When you buy 100 shares of a stock that pays £1 a year in dividends, you’ve just set yourself up for £100 a year in income. With a little bit of investing acumen, that income stream should rise. And a dividend is even more than just an ordinary income stream. Dividends of great companies grow every year above the rate of inflation. Furthermore, dividends are vital to the overall returns of your portfolio. According to studies, dividends have accounted for about 43% of the performance of stocks in the S&P 500 since 1926 (most historical studies are US based so it is hard to get figures for the FTSE but we can assume it will be about the same).

That means if stocks return 7% a year, about 3% of that is dividends. That makes for a big chunk of returns.That difference grows over time via compounding. An investor who collected and reinvested dividends from 1940 to today would have earned 10 times as much as an investor who collected the capital gains on stocks alone.

Simply put, paying dividends is exactly what the stock market is about. After all, a dividend can’t be faked. Companies can employ a range of accounting tricks to beef up earnings. They can come up with new grand “strategic plans” to paint a bright picture for the company’s future. At times, some even engage in outright fraud. But a dividend comes as real cash, straight from a real bank account. It can’t be faked, cajoled, or conjured. Only companies with sound financial footing and real profits can pay dividends. By focusing on sustainable dividends, you’ll immediately ignore many of the junk stocks out there in the market.

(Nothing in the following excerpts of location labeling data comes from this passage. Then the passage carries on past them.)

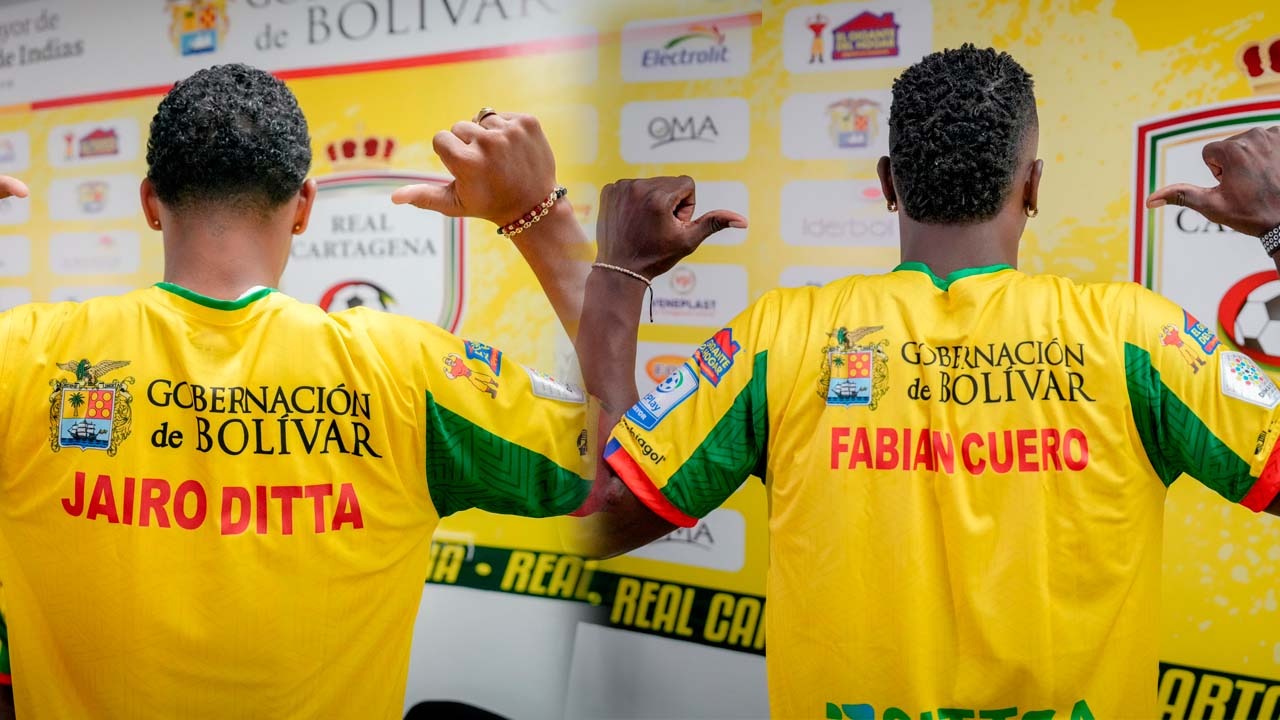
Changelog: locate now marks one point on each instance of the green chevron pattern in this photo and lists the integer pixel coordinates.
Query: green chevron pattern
(4, 648)
(735, 449)
(469, 466)
(1175, 438)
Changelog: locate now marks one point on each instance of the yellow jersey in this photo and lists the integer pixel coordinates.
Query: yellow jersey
(224, 509)
(965, 482)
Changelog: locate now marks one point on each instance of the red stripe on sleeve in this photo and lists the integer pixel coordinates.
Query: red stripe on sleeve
(1266, 487)
(643, 487)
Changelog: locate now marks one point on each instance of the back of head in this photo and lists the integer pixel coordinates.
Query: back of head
(956, 133)
(228, 136)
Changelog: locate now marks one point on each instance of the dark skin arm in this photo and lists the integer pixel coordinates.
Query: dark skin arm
(636, 219)
(1247, 195)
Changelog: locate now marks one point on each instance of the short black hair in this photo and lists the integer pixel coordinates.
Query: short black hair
(955, 135)
(228, 135)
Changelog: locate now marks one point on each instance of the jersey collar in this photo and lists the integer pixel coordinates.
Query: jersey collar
(250, 296)
(945, 283)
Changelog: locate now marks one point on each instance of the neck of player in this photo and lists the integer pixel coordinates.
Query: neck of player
(946, 249)
(222, 255)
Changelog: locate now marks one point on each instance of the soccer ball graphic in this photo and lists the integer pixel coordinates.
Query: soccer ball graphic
(1257, 327)
(356, 294)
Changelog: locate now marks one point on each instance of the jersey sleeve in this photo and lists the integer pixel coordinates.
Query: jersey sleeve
(499, 436)
(5, 673)
(1200, 406)
(694, 440)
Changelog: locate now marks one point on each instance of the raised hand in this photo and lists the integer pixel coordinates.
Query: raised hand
(12, 187)
(647, 226)
(501, 168)
(1247, 197)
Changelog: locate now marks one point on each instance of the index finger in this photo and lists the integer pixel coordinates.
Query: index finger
(453, 150)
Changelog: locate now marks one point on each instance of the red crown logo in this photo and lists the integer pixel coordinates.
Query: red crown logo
(356, 154)
(1261, 65)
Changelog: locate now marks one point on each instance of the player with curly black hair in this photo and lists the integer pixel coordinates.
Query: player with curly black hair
(965, 464)
(256, 162)
(218, 501)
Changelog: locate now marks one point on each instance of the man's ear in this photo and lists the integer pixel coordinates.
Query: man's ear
(1031, 192)
(150, 203)
(885, 169)
(306, 201)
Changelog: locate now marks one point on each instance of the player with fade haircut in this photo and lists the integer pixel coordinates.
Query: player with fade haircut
(218, 501)
(965, 464)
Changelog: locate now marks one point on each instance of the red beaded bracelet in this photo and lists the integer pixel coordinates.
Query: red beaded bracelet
(531, 217)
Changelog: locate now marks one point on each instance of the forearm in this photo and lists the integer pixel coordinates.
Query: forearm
(608, 352)
(607, 345)
(554, 251)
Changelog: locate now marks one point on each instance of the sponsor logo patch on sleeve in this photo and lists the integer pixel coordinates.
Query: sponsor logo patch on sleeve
(663, 399)
(1243, 379)
(548, 387)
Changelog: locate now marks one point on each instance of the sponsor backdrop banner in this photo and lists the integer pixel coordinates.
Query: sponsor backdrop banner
(780, 110)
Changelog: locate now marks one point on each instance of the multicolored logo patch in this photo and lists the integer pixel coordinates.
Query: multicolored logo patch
(1243, 379)
(663, 399)
(456, 368)
(88, 413)
(549, 388)
(1200, 332)
(1170, 337)
(485, 354)
(714, 358)
(854, 373)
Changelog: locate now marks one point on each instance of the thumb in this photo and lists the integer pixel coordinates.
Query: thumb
(1207, 201)
(713, 222)
(430, 196)
(12, 187)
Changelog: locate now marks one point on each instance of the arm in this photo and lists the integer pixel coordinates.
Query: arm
(1247, 199)
(502, 169)
(632, 214)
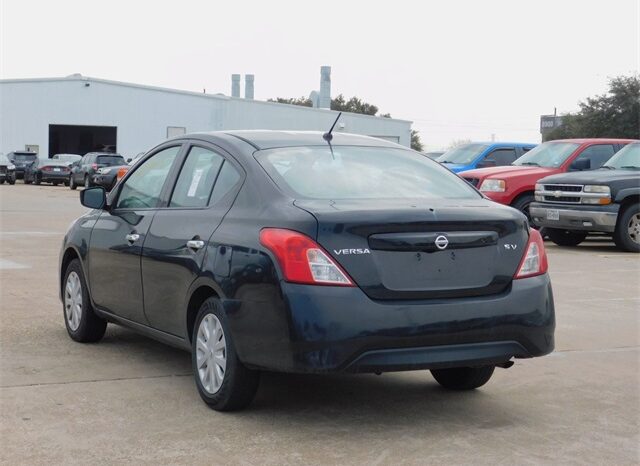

Dividends also play the important role of helping you avoid the biggest investing mistake of selling at market bottoms. When you focus on dividends, you tend to ignore your overall portfolio value – you tend to ignore the daily stock market fluctuations. So in a market downturn, an income investor like me is more likely to hold on to my stocks as opposed to selling due to focussing on the dividends I will get paid. In fact dividend investing may actually help you in buying at the bottom as you will now be able to ‘buy more dividends’ at lower prices.

While I am on this topic, I may as well talk about the dividend-payout ratio. This is the percentage of earnings the company pays out as dividends, usually on an annual basis. You can find dividend-payout ratios for most stocks on finance sites such as stock flare (LINK). The key is to look for sustainable dividend payout ratios.

For example, a dividend-payout ratio of more than 100% is, by definition, not sustainable. At that pace, the company will eventually run out of money. Usually, a dividend-payout ratio of more than 100% is due to an accounting quirk that has reduced the company’s earnings on paper for a quarter or two. Less often, it may indicate a special dividend was paid in the last year. (It is important to note that with cyclical companies it is better to check the payout coverage over the whole economic cycle as opposed to year on year)

It’s also helpful to read statements from management to find its “targeted” dividend-payout ratio. When management announces a target and hits it consistently, it shows the company has the earning power to stay on track. It also shows that management is credible and able to deliver on promises.

When investing in dividend paying stocks, you want reliability and and longevity. The longer a company has paid dividends without cutting it, the better. For a quick measure of this, find out what the stock did in 2008. If the company continued to pay its dividend throughout the 2008 financial crisis, then that is a stock that has a strong balance sheet and could potentially survive anything. Look for stocks that have paid a consistent amount of dividends for at least the past 8 – 10 years. Look for stocks whose average dividend growth rate over this time period has been at least 5%. Look for dividend payout ratios of below 70%. The dividend-payout ratio can tell you a lot about an investment – including whether the company delivers consistent payouts. And that’s vital for anyone investing in income.